Magnum Opus April 7, 2016 The real voyage of discovery consists not of seeking new landscapes but in having new eyes. – Marcel Proust
This all started in 2012* in response to discussions on a listserv for foreign language teachers regarding the connection between poverty and school performance. That series of posts was titled Weiher Question # – . In June of this past year, the discussion started up again. Here is what Jim Weiher wrote:
“Hi Pat,
I have continued this conversation because I really want to understand your world view, how you came to it and what it means. I do not want to be adversarial. If I am forgive me and try to understand what I should have said.
You may remember that after our discussions a year or more ago, I started to think about the concept of differing world views to explain how intelligent, educated and experienced individuals can have such different points of view on some subjects. A world view develops over time based on our experience and how we interpret it. our personal world view is a window through which we view the world around us and is rather resistant to change, e.g. Einstein had a world view in which the indeterminism of Quantum Mechanics could not be real and in spite of all evidence firmly maintained, Gott würfelt nicht = God does not throw dice.”
That struck me as getting to the bottom of so many looping discussions on not only listservs for teachers (grammar or no grammar or a little grammar? good kids vs bad kids, etc.) but on the many other blogs I am on and in newspaper columns. So several of us on the listserv moretprs began discussing the role of poverty in our education system and, as all things seem to go in our society, the role of race in poverty. After a bit, a number of people asked us to take the discussion off the list (they have a non-functioning delete button), so five of us did. One dropped out due to the demands of teaching but I am sending him this Magnum Opus of mine anyway.
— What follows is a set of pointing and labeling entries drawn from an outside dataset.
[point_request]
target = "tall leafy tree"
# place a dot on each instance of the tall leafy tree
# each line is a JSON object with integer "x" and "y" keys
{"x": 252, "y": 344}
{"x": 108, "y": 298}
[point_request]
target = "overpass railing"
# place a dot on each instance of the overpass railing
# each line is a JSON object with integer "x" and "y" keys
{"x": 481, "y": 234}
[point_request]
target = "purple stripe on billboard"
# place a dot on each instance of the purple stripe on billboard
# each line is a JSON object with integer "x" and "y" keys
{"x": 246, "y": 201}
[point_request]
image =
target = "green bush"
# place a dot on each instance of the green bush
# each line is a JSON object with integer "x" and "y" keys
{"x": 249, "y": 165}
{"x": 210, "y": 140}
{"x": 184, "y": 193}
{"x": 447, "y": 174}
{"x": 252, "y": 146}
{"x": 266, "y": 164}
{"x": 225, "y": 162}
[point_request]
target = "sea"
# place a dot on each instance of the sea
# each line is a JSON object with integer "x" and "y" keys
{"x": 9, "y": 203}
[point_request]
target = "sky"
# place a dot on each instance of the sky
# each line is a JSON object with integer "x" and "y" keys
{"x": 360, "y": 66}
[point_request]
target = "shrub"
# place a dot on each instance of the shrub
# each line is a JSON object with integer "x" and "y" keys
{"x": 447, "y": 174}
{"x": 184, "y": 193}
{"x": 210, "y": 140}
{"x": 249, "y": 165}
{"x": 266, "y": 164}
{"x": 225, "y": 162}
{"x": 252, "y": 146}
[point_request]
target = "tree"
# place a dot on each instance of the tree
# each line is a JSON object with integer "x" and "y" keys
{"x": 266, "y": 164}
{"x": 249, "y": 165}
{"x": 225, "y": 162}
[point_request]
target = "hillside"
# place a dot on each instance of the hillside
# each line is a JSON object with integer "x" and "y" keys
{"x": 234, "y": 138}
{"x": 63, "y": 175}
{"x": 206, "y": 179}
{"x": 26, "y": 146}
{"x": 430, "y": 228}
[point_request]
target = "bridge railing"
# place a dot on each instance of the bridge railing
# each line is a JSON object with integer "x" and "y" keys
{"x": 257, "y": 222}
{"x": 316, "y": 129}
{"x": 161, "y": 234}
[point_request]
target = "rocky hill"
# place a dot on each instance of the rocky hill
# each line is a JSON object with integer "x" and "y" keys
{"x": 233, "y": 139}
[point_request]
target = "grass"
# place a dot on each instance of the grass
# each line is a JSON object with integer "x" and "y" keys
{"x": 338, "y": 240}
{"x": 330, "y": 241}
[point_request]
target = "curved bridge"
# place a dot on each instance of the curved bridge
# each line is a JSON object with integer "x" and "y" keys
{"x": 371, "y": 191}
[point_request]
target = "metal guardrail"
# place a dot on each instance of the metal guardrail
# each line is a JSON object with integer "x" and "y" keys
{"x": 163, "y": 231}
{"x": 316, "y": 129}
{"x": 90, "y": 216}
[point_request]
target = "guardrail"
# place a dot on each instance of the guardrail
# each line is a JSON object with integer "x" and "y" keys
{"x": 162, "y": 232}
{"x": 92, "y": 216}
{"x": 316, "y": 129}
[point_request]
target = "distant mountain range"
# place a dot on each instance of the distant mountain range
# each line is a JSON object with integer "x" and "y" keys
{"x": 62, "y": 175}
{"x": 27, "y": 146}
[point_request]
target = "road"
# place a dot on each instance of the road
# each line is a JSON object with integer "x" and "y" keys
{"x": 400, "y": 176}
And let me be clear: I don’t expect anyone to read this whole thing. Again, I felt Jim’s comments provoked some real thinking on my part and it fit right in with two categories on my own blog (Pat’s Worldview and Basics) that I’ve been wanting to flesh out more. While some view talk of racial issues as dominating the scene, many of us believe race is not talked about in any useful way, so Jim’s willingness to expose himself to the most divisive issue of our society intrigued me. I am so exercised by the experiences of my last 55 years that containing my outrage is not easy and I hope to excise it from the main body here but will devote a separate section to the bile and vitriol I feel.
And by the way, if anyone wants to throw brickbats at Jim in the name of holy Liberalism, refrain; Jim’s views are extremely common in our society and the nicest people hold these views. That is the purpose, for me, of writing this: to explore how it is that what many of us see, the 800 pound gorilla of race, is invisible to many of our fellow citizens. Throughout the commentariat education gets short shrift sometimes but clearly it is another major issue of our times and for me, race is the factor that accounts for what many see as a decline in education in our country. It must be explored if we are to understand the underpinnings of our educational system, public and private, religious and secular.
My thanks to the five of us who have contributed, especially to Jim for having braved the slings and arrows of a pack of liberals. My thanks also to my wife and to Jim’s wife for both women have put up with our fussing over our e-mail messages for months now. Here’s a clue as to how fraught with change this whole discussion will be, complexifying everything: Jim and I, both elderly, remember a time when “wife” would mean female; now we must declare: my wife is female and I assume Jim’s is, too. And thereby hangs a tale.
*Important note: an asterisk throughout both the Magnum and Parvum Opera refers to specific e-mails in the exchange that I can pass on if the reader would like to see just what was said.